Le plaidoyer sans fin de Jay-Z

T Magazine – Henry Taylor

L’interview de Jay Z par le journaliste Dean Baquet est édifiante. La couverture est illustrée par l’artiste afro-américain, Henry Taylor. Dans cette longue entrevue pour le T Magazine du New York Times, la conversation tourne autour de nombreux thèmes tels que le racisme, l’affaire O.J Simpson, la musique, sa relation fraternelle compliquée avec Kanye West, ses enfants et ses diverses infidélités. Petit afro, t-shirt blanc, jean cartonné et blanches baskets, l’artiste et businessman semble à l’aise.

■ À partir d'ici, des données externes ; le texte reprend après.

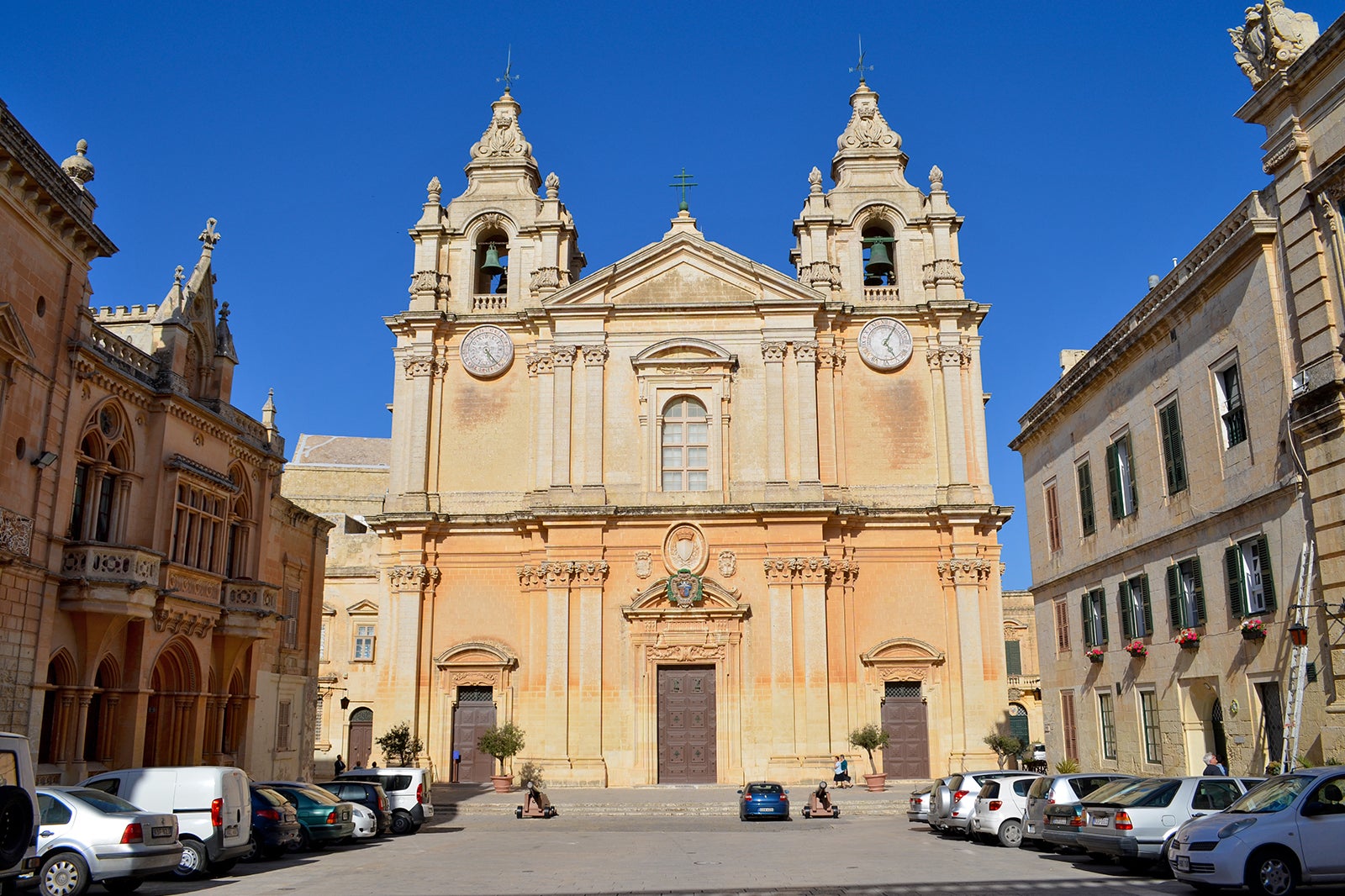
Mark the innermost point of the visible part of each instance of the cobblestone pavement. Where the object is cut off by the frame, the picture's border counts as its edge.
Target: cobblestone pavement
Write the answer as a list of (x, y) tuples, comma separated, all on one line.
[(710, 851)]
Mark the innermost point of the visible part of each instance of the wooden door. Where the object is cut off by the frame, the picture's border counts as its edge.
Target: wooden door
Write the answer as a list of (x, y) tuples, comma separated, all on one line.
[(474, 714), (686, 725), (905, 720), (361, 737)]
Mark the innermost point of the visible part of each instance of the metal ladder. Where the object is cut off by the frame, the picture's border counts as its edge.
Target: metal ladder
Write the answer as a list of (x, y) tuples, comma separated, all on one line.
[(1298, 656)]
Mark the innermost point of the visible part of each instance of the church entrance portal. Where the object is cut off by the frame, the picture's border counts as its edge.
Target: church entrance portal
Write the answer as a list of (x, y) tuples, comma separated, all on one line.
[(686, 725)]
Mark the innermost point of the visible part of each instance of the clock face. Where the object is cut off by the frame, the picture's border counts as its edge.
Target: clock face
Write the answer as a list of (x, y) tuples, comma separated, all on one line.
[(885, 343), (488, 351)]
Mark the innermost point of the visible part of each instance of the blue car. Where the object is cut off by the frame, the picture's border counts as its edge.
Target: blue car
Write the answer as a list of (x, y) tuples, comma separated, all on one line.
[(764, 799)]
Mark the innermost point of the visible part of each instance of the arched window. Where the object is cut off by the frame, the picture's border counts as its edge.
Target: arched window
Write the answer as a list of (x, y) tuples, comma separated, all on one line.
[(686, 445), (101, 488)]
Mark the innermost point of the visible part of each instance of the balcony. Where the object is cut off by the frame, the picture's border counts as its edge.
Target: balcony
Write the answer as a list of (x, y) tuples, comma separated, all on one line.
[(109, 579), (15, 535)]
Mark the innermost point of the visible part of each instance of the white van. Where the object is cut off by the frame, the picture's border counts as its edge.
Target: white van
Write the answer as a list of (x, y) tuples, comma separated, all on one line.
[(213, 806), (408, 791), (18, 810)]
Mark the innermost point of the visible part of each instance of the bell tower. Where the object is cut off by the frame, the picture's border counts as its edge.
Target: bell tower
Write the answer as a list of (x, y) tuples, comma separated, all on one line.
[(498, 246)]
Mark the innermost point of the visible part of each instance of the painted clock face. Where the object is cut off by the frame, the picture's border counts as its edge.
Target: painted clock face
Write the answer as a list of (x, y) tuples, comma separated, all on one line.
[(885, 343), (488, 351)]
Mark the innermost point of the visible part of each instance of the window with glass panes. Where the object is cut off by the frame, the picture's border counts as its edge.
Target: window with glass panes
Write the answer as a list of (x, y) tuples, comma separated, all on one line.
[(686, 445)]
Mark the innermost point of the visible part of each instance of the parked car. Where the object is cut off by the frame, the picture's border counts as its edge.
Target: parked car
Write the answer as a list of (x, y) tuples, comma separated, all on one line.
[(275, 825), (955, 802), (1000, 809), (18, 809), (408, 791), (323, 820), (1062, 822), (763, 799), (1134, 826), (367, 794), (1059, 788), (87, 835), (1284, 833), (212, 804)]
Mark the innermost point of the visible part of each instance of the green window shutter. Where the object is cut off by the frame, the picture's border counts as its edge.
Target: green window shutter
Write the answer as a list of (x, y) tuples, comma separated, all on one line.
[(1200, 593), (1086, 510), (1268, 579), (1174, 598), (1234, 571), (1087, 619), (1174, 455), (1114, 482), (1100, 599)]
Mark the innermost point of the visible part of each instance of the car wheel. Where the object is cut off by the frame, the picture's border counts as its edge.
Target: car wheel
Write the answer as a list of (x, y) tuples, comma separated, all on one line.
[(193, 862), (1010, 833), (64, 875), (1271, 872)]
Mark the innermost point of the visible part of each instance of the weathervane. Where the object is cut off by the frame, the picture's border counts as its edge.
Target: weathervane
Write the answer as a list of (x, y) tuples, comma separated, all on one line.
[(683, 185), (509, 77), (860, 66)]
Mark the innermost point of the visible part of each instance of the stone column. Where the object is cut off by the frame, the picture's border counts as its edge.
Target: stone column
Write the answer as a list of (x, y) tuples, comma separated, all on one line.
[(585, 705), (595, 358), (813, 575), (806, 366), (541, 369), (564, 360), (773, 356), (779, 580)]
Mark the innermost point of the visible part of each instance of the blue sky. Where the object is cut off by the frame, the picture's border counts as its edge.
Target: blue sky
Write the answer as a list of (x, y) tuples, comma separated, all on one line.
[(1087, 145)]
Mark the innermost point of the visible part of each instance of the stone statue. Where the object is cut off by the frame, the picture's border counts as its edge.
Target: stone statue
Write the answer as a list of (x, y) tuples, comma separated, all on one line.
[(1270, 40)]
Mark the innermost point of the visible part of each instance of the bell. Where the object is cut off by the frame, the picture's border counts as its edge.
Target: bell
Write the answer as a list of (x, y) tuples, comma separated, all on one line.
[(493, 266), (878, 260)]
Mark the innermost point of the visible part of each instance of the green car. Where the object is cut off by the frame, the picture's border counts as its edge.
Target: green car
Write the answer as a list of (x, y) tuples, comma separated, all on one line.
[(323, 820)]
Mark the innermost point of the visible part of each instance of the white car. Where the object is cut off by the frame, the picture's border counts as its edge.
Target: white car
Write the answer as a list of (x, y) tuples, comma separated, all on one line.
[(1001, 806), (1289, 830), (87, 835), (367, 822)]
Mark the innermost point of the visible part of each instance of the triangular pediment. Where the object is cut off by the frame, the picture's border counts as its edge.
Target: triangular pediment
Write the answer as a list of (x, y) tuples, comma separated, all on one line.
[(683, 271)]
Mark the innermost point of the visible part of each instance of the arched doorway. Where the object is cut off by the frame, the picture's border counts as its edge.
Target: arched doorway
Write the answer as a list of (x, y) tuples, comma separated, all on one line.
[(172, 708), (361, 736)]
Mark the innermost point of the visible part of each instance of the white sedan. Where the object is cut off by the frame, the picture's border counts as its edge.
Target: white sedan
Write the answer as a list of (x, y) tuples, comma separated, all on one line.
[(89, 835), (1284, 833)]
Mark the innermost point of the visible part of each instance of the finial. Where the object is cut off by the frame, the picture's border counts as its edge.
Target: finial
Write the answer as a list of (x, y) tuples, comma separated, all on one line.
[(208, 237), (77, 166), (860, 65), (814, 181), (509, 77), (683, 185)]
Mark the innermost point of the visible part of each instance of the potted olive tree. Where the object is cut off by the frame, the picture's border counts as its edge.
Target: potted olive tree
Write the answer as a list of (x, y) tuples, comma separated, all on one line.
[(869, 739), (502, 743)]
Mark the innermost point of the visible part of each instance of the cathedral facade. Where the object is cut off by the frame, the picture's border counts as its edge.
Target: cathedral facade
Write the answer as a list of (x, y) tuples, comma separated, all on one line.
[(685, 519)]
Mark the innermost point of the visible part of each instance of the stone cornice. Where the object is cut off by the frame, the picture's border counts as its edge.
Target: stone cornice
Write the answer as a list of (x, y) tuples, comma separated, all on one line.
[(1247, 222)]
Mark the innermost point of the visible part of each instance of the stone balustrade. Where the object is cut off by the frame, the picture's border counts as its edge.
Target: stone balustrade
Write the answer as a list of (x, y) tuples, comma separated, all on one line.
[(111, 562)]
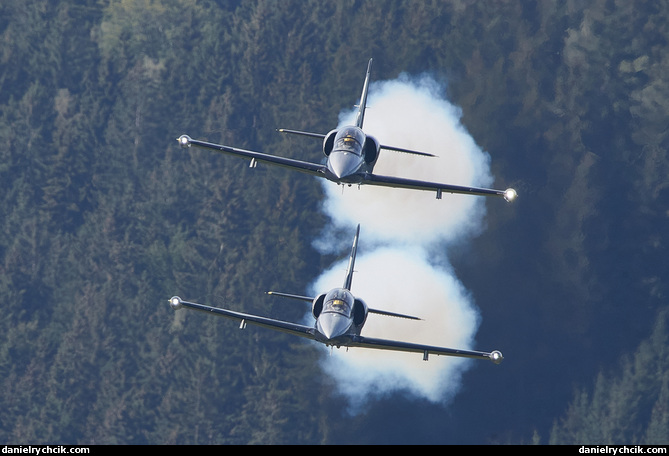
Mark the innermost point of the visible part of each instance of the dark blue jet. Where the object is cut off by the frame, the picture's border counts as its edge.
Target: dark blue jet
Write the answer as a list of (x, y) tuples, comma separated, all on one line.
[(351, 156), (340, 317)]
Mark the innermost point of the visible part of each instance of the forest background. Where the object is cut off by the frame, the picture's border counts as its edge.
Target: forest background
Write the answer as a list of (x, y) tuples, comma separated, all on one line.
[(104, 217)]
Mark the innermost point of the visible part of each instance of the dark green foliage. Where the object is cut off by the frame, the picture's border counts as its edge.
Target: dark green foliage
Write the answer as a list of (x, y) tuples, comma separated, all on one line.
[(103, 217)]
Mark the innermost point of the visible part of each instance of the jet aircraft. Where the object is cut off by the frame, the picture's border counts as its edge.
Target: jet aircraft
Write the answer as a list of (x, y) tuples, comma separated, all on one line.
[(340, 317), (351, 156)]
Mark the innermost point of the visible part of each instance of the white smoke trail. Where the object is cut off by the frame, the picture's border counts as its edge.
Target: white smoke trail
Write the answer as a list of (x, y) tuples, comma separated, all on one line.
[(402, 258)]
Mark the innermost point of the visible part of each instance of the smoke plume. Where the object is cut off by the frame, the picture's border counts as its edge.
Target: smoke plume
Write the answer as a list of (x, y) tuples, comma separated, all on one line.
[(402, 262)]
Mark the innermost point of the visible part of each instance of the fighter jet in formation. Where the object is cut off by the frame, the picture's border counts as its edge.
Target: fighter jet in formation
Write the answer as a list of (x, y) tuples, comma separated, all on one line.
[(340, 318), (351, 156)]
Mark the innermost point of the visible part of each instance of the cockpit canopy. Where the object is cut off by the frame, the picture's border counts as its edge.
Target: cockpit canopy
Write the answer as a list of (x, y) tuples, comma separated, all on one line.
[(340, 301), (349, 139)]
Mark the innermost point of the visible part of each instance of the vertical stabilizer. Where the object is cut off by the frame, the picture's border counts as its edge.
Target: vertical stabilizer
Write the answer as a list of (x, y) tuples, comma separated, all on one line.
[(359, 119), (351, 261)]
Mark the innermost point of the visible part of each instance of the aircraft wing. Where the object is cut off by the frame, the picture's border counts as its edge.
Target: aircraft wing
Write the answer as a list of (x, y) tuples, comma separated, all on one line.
[(384, 344), (283, 326), (399, 182), (306, 167)]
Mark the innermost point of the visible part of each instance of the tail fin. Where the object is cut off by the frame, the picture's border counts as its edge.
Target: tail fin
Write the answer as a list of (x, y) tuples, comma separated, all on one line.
[(351, 261), (359, 119)]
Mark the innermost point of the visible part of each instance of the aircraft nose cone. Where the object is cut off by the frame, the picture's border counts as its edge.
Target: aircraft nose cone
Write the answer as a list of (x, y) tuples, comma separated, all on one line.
[(343, 163), (332, 324)]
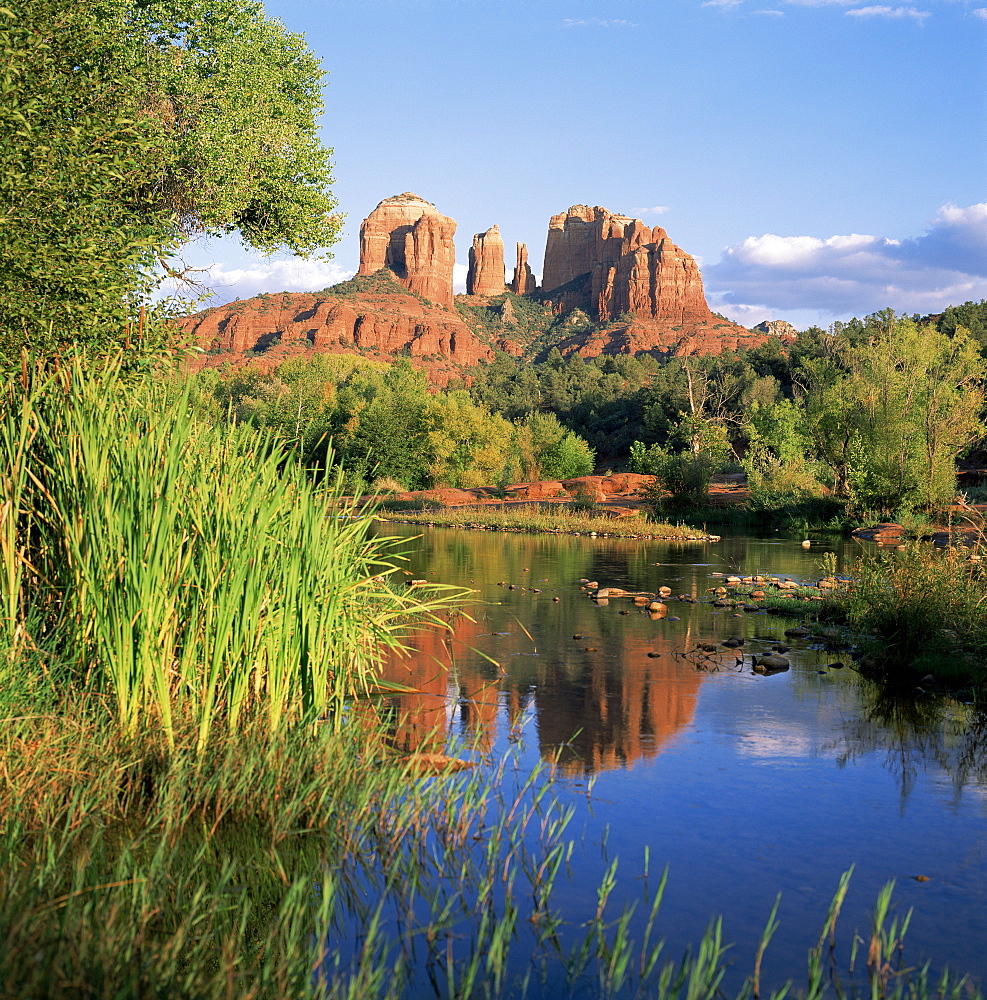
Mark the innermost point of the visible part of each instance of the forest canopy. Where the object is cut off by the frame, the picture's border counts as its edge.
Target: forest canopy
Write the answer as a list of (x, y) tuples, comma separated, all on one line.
[(128, 127)]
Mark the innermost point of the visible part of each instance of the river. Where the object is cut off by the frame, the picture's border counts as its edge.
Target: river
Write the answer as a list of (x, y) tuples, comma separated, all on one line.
[(745, 786)]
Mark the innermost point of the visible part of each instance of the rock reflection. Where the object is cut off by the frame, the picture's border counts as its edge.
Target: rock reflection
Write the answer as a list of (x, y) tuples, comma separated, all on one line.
[(590, 708)]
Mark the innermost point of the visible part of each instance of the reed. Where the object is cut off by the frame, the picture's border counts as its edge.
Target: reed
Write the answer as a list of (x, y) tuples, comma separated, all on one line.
[(177, 568), (550, 518), (315, 863)]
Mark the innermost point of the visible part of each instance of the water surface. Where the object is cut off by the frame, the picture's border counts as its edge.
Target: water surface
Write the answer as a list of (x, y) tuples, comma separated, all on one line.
[(744, 786)]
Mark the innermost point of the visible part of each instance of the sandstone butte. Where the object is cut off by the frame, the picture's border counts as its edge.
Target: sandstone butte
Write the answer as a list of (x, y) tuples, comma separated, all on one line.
[(486, 269), (642, 292)]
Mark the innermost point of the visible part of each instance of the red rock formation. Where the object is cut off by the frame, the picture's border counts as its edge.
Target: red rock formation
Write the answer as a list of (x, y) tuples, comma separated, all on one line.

Entendre l’un des mecs les plus riches du hip-hop, qui vit la plupart du temps sur un yacht au large de la côte italienne, exprimer ses faiblesses et faire son mea-culpa, c’est intéressant. Généralement plutôt discret, sûrement parce qu’il sait que sa voix est hilarante, il joue le jeu et défend, avant la cérémonie des Grammy’s où il est nommé dans la catégorie « Album de l’Année », son projet le plus personnel de sa carrière, 4:44. Pourquoi les médias sont-ils fascinés par la vulnérabilité du rappeur originaire de Brooklyn et de son couple ? Durant l’entretien, il expose les raisons qui l’ont poussées à être infidèle et annonce, par le plus grand des hasards, un album en collaboration avec sa femme, Beyoncé. Difficile de ne pas le ressentir comme une opération séduction, un repentir qui ne nous concerne pas. Le public est friand d’histoires intimes et une sorte de commerce se profile derrière tout ça. En tant que femme, bien sûr que je trouve que c’est moche. Son attitude envers son épouse, la fameuse Beyoncé, a été nulle. Elle a choisi de lui pardonner, de faire un album confessional écrit avec l’aide d’une cinquantaine de personnes, une tournée mondiale et de lui faire deux enfants. L’histoire devrait être close, nan ? Le couple, autrefois opaque, semble avoir changé de stratégie, celle de nous faire croire qu’ils sont comme nous, qu’ils nous comprennent et qu’au fond, nous avons tous les mêmes problèmes, riches comme pauvres, beaux comme moins beaux ou encore noirs comme blancs. L’incident de l’ascenseur avec Solange, qui a eu lieu en 2014, n’était pas censé être public. Jay Z a trompé Beyoncé, pas toi et ni moi, mais j’ai le sentiment qu’ils vont surfer sur cette histoire encore un long moment.